And now, in 1998, the search of the masses could again become law. Our
state Senate, under the premise of providing innocent workers the right to
a safe, drug-free workplace, has passed a bill taking from these same
innocent employees their right to privacy and against being unreasonably
searched by their employers. 

There is no epidemic of workplace alcohol and drug use.  According to a
major drug-testing company that supplies workplace drug-testing data to our
government, of the more than 2 million workplace drug tests performed in
the first half of 1997, less than 6 percent resulted positive.  And of
those, over half were from marijuana.  

These positive results do not indicate employees were under the influence;
they indicate employees had left-over traces in their bodies, which in the
case of marijuana can test positive for up to a month after usage. 
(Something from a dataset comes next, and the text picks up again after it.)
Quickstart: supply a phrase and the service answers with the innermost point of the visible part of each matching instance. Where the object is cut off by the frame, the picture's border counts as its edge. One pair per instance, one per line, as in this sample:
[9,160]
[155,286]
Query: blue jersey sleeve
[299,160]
No one wants drug or alcohol use in the workplace, but statistics certainly
do not justify the unreasonable search of the innocent mass of employees.
Iowa currently has an excellent workplace drug-testing law.  A law
protecting the rights of employees while allowing employers to test when
they have probable cause.  A law promoting rehabilitation of employees who
do have drug or alcohol problems. 

I hope the members of our House of Representatives will see fit to stand up
for the majority of their constituents, working Iowans, and vote down the
new legislation.

Michael H. Dunn, 1412 S. Hampshire, Mason City.